1725 : Rentré à Bordeaux, il lit quelques morceaux de sa composition à l'Académie de cette ville, vend sa charge et retourne à Paris.
1728 : Il est élu à l'Académie Française.
1728-1729 : Il voyage en Allemagne, en Autriche, en Italie, en Suisse et en Hollande, d'où Lord Chesterfield l'entraîne en Angleterre.
1729-1732 : Il séjourne en Angleterre. Il s'y fait initier à la Franc-Maçonnerie.
1731-1748 : Il travaille à la Brède à l'Esprit des Lois.
1734 : Il publie les Considérations sur les causes de la grandeur et de la décadence des Romains.
1745 : Il lit l'Esprit des Lois à Bordeaux. Publication du Dialogue de Sylla et d'Eucrate.

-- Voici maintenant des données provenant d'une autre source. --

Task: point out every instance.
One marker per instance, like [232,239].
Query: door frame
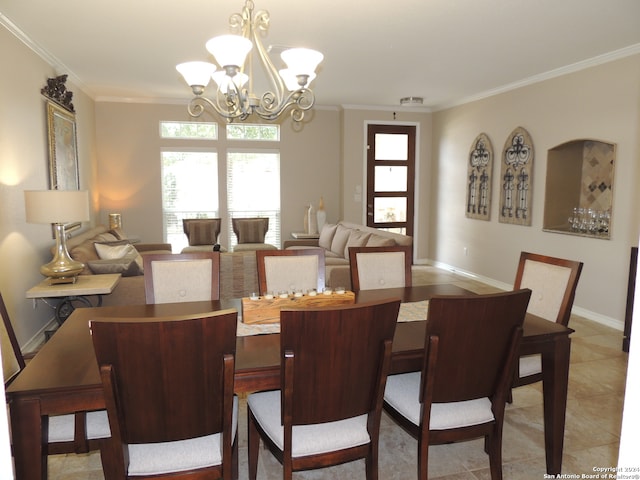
[416,204]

1748 : Il publie l'Esprit des Lois à Genève sans nom d'auteur. L'ouvrage est très lu. Frédéric II fait quelques réserves et Catherine II, qui le tient pour son "bréviaire", y lisant "qu'un empire étendu suppose naturellement un pouvoir illimité chez celui qui le gouverne", renforce le sien.

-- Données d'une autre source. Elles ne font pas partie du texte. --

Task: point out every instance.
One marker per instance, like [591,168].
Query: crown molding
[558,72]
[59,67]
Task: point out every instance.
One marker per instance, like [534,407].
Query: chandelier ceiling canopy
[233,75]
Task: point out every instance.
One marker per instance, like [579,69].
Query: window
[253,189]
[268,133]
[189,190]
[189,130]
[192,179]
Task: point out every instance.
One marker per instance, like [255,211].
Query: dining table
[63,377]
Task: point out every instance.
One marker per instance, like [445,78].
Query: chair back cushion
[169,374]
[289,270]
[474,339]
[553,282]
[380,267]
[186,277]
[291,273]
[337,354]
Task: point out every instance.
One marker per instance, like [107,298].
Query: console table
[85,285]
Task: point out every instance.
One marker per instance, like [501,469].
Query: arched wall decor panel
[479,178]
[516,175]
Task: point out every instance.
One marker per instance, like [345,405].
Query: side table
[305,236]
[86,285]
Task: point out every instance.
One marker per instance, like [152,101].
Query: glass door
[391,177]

1750 : Il répond dans la Défense de l'Esprit des Lois aux attaques des Jésuites et des Jansénistes.
1751 : L'Esprit des Lois est mis à l'Index.

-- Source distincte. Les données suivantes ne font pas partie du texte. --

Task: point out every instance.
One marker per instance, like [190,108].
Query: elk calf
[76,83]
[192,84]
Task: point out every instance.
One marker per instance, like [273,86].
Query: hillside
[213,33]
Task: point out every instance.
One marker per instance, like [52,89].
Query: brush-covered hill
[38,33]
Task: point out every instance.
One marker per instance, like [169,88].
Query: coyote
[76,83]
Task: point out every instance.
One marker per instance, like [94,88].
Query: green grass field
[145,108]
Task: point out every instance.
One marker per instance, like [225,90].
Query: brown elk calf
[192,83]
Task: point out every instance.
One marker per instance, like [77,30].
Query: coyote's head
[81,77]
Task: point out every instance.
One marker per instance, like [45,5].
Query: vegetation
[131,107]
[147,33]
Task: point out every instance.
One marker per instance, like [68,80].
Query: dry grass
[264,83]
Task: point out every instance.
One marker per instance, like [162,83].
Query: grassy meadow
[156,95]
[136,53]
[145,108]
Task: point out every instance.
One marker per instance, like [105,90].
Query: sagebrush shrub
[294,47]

1751-1754 : Il publie Lysimaque et compose pour l'Encyclopédie l'Essai sur le goût, qui paraîtra en 1756.
1755 : Il meurt à Paris, le 10 février.
Dans mes prochains articles, je préciserai d'avantage la vie de Montesquieu : ses amis, ses oeuvres, ses passions, ses amantes, ses voyages...

mardi 18 septembre 2007

Lettres Persanes

LETTRE PREMIERE.
USBEK A SON AMI RUSTAN.
A ISPAHAN.
Nous n'avons séjourné qu'un jour à Com. Lorsque nous eûmes fait nos dévotions sur le tombeau de la vierge qui a mis au monde douze prophètes, nous nous remîmes en chemin, et hier, vingt-cinquième jour de notre départ d'Ispahan, nous arrivâmes à Tauris.
Rica et moi sommes peut-être les premiers, parmi les Persans, que l'envie de savoir ait fait sortir de leur pays, et qui aient renoncé aux douceurs d'une vie tranquille, pour aller chercher laborieusement la sagesse.
Nous sommes nés dans un royaume florissant; mais nous n'avons pas cru que ses bornes fussent celles de nos connaissances, et que la lumière orientale dût seule nous éclairer.
Mande-moi ce que l'on dit de notre voyage; ne me flatte point: je ne compte pas sur un grand nombre d'approbateurs. Adresse ta lettre à Erzeron, où je séjournerai quelque temps. Adieu, mon cher Rustan. Sois assuré qu'en quelque lieu du monde où je sois, tu as un ami fidèle.
De Tauris, le 15 de la lune de Saphar, 1711.